Welsh rugby union player

Josh Macleod (born 27 October 1996) is a Welsh rugby union player who plays as a back row forward for the Scarlets. He has been capped for both Wales U20 and Wales.

==Early life==
Macleod was born in Monte Carlo in Monaco as his parents were living and working there at the time. His father had been a fisherman in the Outer Hebrides before moving to Monaco to skipper yachts. When Macleod was five years old, the family moved to the Pembrokeshire village of Dinas Cross, to be near his great-grandparents. Macleod went to Ysgol Bro Gwaun in Fishguard, but the town did not have any age-grade rugby programme at the time, so he had to play further afield. After playing a game for Cardigan at the age of 8, he was invited to play for Crymych RFC, where he stayed until the age of 16.

==Club career==

=== Scarlets ===
Macleod made his debut for the Scarlets Under-16s in the 2012–13 season, followed soon after by the Wales U16 squad. He subsequently played for Crymych RFC.

Macleod made his debut for Llanelli RFC against Pontypridd in September 2015. After making three further appearances that season, scoring two tries in the process, Macleod went on to make his Scarlets debut against Munster.

At the end of the 2018–19 season, Macleod was voted the Scarlets "D Machine" as their best defensive player.

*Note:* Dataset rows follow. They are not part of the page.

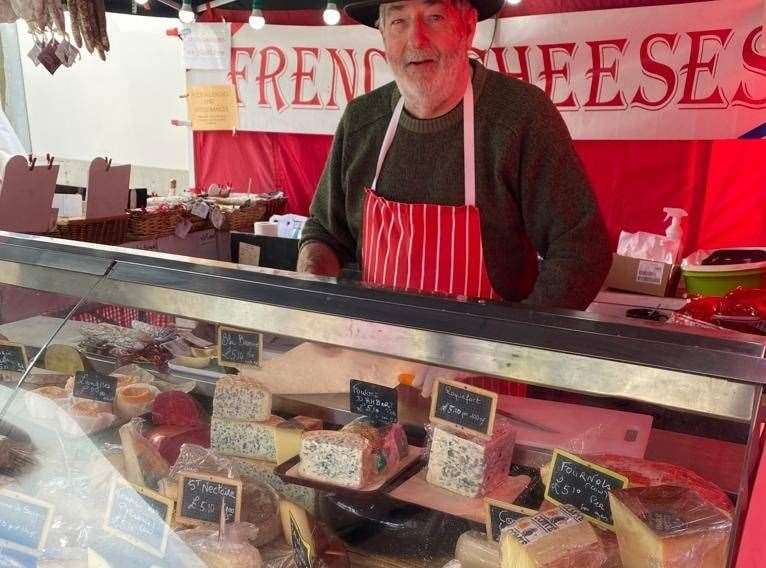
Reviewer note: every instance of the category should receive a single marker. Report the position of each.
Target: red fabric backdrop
(722, 184)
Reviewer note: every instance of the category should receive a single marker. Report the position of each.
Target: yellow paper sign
(213, 107)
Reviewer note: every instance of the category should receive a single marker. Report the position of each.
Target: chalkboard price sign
(377, 402)
(24, 520)
(237, 347)
(94, 386)
(200, 498)
(464, 407)
(499, 515)
(13, 357)
(583, 485)
(139, 515)
(302, 553)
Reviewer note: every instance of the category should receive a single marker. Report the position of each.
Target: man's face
(426, 42)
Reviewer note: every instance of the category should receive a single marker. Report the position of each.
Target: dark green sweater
(531, 190)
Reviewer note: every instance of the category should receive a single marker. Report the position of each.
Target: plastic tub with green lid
(715, 272)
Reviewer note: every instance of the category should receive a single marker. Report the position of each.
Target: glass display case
(167, 411)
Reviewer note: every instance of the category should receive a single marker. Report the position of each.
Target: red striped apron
(427, 248)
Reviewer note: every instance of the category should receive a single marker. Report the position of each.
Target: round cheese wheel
(52, 392)
(135, 400)
(84, 407)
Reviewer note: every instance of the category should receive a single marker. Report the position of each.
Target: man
(452, 179)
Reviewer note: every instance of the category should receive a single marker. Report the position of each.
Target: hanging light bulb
(257, 21)
(331, 14)
(186, 13)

The following season, he created 23 turnovers for the Scarlets in the Pro14, winning the competition's Turnover King award for 2019–20.

Macleod was named as the Scarlets' captain for the 2023–24 season, taking over from Jonathan Davies, and retained the role for 2024–25.

At the end of the 2024–25 season, Macleod was named as the Coaches’ Player of the Season.

In 2026, Macleod was chair of the Welsh Rugby Players Association.

== International career ==

=== Wales U20 ===
Macleod represented the Wales U20 team in 2016, making three appearances for the side and featuring in the 2016 Six Nations Under 20s Championship.

=== Wales ===
On 6 October 2020, Macleod was named in the senior Wales squad for the 2020 Autumn Nations Cup. Macleod was injured prior to the campaign and did not play.

On 20 January he was named in the senior Wales squad for the 2021 Six Nations campaign. He was named in the Wales team to play Scotland, but was injured in training and unable to make his debut.

Macleod was named in the Wales squad for the 2022 Autumn series.

On 19 November 2022, Macleod made his long-awaited debut, starting at number 8 against Georgia.

Macleod was selected by Wales for the first time in nearly three years, for the 2025 Wales rugby union tour of Japan. He started both tests, as Wales eventually ended their 18-match losing streak.

Macleod was named in the squad for the 2026 Six Nations by Steve Tandy.